J'ai toujours voulu avoir un enfant. Depuis toute petite, j'imaginais fonder ma propre famille, il y avait quelque chose de "viscéral". J'avais aussi envie de transmettre, de partager mes valeurs, de construire, de me réparer, de vivre une expérience, de donner la vie : toutes ces raisons, bonnes et moins bonnes, qu'on lit souvent.

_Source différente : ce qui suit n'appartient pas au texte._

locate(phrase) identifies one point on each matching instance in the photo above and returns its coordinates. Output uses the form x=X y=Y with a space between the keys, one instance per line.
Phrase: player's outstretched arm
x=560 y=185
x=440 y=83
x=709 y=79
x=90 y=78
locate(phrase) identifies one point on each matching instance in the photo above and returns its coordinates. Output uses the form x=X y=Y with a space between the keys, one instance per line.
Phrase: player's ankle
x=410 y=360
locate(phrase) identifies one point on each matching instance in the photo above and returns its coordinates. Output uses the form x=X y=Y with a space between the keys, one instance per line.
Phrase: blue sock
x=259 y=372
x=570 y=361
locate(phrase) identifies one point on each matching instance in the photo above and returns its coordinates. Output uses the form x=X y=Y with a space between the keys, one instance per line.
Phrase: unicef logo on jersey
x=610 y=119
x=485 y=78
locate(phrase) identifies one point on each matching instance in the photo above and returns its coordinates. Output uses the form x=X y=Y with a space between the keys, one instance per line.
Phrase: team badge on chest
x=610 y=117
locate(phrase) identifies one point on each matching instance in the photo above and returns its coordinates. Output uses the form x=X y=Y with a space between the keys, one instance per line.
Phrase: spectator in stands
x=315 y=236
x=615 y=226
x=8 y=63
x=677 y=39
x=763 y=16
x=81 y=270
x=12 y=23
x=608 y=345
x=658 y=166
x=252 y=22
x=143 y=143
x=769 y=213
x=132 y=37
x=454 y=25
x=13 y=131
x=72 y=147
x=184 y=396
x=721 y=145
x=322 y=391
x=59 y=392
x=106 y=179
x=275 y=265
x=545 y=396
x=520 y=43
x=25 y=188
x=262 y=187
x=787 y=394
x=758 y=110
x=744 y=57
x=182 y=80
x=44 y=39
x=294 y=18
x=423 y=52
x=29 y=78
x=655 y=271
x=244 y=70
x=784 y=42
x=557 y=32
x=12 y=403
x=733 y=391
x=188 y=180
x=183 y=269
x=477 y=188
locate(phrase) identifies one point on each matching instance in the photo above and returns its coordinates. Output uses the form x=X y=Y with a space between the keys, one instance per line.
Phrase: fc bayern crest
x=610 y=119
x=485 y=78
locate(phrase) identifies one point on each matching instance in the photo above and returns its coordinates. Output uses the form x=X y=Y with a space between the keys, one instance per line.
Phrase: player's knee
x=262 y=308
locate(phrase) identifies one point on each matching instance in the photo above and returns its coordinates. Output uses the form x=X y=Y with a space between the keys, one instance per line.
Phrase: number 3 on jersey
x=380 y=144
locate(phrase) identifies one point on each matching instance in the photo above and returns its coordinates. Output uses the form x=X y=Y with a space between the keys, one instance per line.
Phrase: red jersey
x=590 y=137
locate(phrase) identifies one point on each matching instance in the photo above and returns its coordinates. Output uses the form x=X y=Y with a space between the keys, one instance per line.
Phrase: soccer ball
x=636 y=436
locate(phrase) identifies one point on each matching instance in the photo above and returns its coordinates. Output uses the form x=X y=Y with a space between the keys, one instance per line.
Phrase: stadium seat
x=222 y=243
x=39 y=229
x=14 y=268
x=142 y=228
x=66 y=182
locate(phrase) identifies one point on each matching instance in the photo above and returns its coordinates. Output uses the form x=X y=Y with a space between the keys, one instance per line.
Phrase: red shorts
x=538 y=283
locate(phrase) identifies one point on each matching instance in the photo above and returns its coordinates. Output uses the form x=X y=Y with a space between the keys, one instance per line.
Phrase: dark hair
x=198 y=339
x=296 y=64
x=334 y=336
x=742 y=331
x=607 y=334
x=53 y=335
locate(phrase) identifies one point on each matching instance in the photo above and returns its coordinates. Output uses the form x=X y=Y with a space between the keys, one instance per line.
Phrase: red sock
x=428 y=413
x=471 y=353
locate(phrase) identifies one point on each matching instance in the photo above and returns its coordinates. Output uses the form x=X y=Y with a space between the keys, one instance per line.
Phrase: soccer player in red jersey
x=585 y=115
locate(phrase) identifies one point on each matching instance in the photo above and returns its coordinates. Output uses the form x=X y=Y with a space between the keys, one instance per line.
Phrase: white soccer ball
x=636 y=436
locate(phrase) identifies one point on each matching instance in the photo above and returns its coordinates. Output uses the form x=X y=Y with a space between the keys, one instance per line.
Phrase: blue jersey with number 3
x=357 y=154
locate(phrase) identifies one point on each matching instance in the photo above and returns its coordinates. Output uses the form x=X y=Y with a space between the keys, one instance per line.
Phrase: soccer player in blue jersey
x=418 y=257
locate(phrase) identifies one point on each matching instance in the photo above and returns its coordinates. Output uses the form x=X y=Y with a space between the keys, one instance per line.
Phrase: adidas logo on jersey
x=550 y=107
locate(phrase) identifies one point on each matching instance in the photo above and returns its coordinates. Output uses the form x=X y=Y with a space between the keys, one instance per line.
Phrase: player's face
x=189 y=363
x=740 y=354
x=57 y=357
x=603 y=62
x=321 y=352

J'ai fait deux fausses couches, puis j'ai appris que c'était bien plus fréquent qu'on ne le pensait et que je pourrais effectivement procréer. Mais j'ai compris que si mon compagnon avait été touché par l'échec de ces deux grossesses, c'était uniquement par rapport à moi car lui ne ressentait rien. Il a réalisé qu'il ne voulait pas réellement d'autre enfant à son âge. Il a déjà une fille ado et dix ans de plus que moi, je crois qu'il ne s'était pas rendu compte lui-même à quel point se relancer dans l'aventure ne l'intéressait pas. Je lui en ai voulu, je crois l'avoir détesté sur le coup, autant que je m'en suis voulue d'avoir été incapable de porter la vie quand l'occasion s'est présentée. S'est posée la question de se séparer. Je mentirais si je disais que je l'ai pas envisagé à ce moment-là, mais on s'est laissé du temps et je me suis rendue compte que je ne le voulais pas. Je ne trouvais pas que son non-désir d'enfant était une raison suffisante pour se séparer et il était tout aussi légitime que mon envie d'en avoir. Personne n'avait tort, personne n'avait raison, juste des aspirations différentes. Mon ex voulait des enfants et nous n'avons pas été heureux ensemble, comme quoi ...
Aujourd'hui quelques années ont passé et j'ai fait le deuil d'un enfant "à moi". Je n'en veux plus à personne, je n'ai pas énormément de regret dans mon quotidien et j'aime beaucoup ma vie telle qu'elle est. Je vois même des avantages à ne pas en avoir et je ne sais pas si je me verrais mettre un enfant au monde actuellement. Que ce soit par rapport à l'état du monde en question ou à mes capacités (est-ce que j'aurais eu assez de patience ou su adapter ma vie, faire passer le rythme d'un enfant avant mes envies). Je me demande parfois si j'étais influencée par l'idée reçue selon laquelle on ne s'accomplit pas si on ne fonde pas une famille, si les normes jouaient un rôle dans mon projet ou pas du tout. On ne le saura jamais. Je sais en revanche qu'il existe parfois d'autres sources d'épanouissement et d'accomplissement.
Bizarrement c'est toujours aussi douloureux quand j'apprends une grossesse dans mon entourage (ce que je viens d'apprendre tout à l'heure) même si je ne regrette pas la vie que j'aurais pu avoir. "Choisir c'est renoncer" et "on ne peut pas tout avoir" : je me rends compte à quel point ces deux dictions se vérifient. Mais je ne pensais pas qu'aujourd'hui encore ces annonces me feraient aussi mal. Mais je ne regrette pas, pour plusieurs raisons. Mais c'est dur. Mais ça va. Beaucoup de sentiments contradictoires aujourd'hui.